Here are some extracts from the review, looking more at the syphilis side:
In the nineteenth century, neurosyphilis was one of the most ubiquitous and fatal forms of degenerative mental illness known to psychiatry. Termed general paralysis of the insane, it was widely supposed by early practitioners to be caused by bad heredity, ‘weak character’ or moral turpitude. That changed in 1913, when Japanese bacteriologist Hideyo Noguchi, working at Rockefeller University in New York City, found traces of Treponema pallidum — the spiral-shaped bacterium responsible for syphilis — in the brains of deceased people with general paralysis. At the time, as many as one-third of patients in mental hospitals had symptoms that could now be clearly traced back to syphilis (A. M. Brandt Science 239, 375–380; 1988).
(I had remarked in an earlier post that it seems surprising that it took so long for medicine to confirm syphilis led to madness.) Back to the general effects on psychiatry after this:
...the discovery that general paralysis was a symptom of a sexually transmitted disease galvanized subsequent generations of psychiatrists. They embarked on a quest, still largely unfulfilled, to find biological foundations for other mental disorders, especially grave conditions such as schizophrenia. Only later would it become clear, as the authors point out, that neurosyphilis is “an unsuitable model for anything clearly unrelated to infection or inflammation in the frontal and temporal lobe regions”....

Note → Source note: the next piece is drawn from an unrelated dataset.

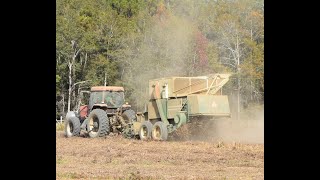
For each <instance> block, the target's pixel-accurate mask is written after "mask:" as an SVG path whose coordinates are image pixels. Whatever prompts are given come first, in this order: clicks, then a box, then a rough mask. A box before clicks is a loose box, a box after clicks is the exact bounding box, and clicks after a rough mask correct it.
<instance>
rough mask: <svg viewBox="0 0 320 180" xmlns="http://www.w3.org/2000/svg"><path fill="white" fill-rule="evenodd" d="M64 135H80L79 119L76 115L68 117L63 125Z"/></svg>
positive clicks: (70, 136)
mask: <svg viewBox="0 0 320 180" xmlns="http://www.w3.org/2000/svg"><path fill="white" fill-rule="evenodd" d="M64 130H65V136H66V137H72V136H79V135H80V120H79V118H77V117H69V118H68V119H67V120H66V122H65V125H64Z"/></svg>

The age of Freud was also the age of syphilis. Freud, and psychoanalysis more generally, focused on suppressed sexual fantasies and traumas because, for patients then, the shameful and terrifying spectre of syphilis hung over every sexual encounter like “the sword of Damocles” ....
The history of neurosyphilis bequeathed a tendency to indulge in excessive reductionism. That of hysteria encouraged a tendency to indulge in excessive psychologism. And both psychiatry and neurology were left the poorer. As the authors argue, the majority of patients seen by practitioners in both fields are afflicted with what they call “in-between states” — forms of distress informed by both biology and biography. The book is in this sense a plea for neurology and psychiatry to repair ruptures, join forces and do justice to the experiences of their patients.